To quote a few as an example, the Pontifical Mass transmitted from Rome on New Year’s Day, the New Year’s Concert given by the Vienna Philharmonic Orchestra and the first sporting event of the year, the Ski Jumping transmitted from Garmisch-Partenkirchen in Germany.
These are followed by pictures of winter sports in a snow-bound Europe and the Eurovision Song Contest.
Spring and Easter are marked by the Pontifical Benediction of “Urbi et Orbi”, Whitsun by a regular Protestant Service and Roman-Catholic Mass.
In summer, an important place is reserved for open-air sporting events (Tour de France bicycle race, 24-hour motor-car race at Le Mans, the Milan – San Remo bicycle race and so on) and for the European artistic festivals, such as those at Salzburg, Glyndebourne, Aix-en-Provence, Bregenz and Neri.
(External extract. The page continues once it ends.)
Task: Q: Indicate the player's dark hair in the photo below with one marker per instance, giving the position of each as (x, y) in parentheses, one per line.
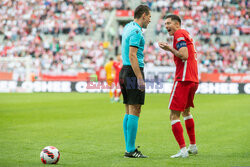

Finally, the European Television Community is almost fully united in the middle of winter to take part in the Midnight Mass transmitted on Christmas Eve from a sanctuary somewhere in Europe.
In addition to traditional events of this sort, Eurovision is on the spot every time that an important event takes place in Europe, be it of an artistic, political, religious or sporting nature.
For this reason, “the great hours of Eurovision” are often also “the great hours of Europe”.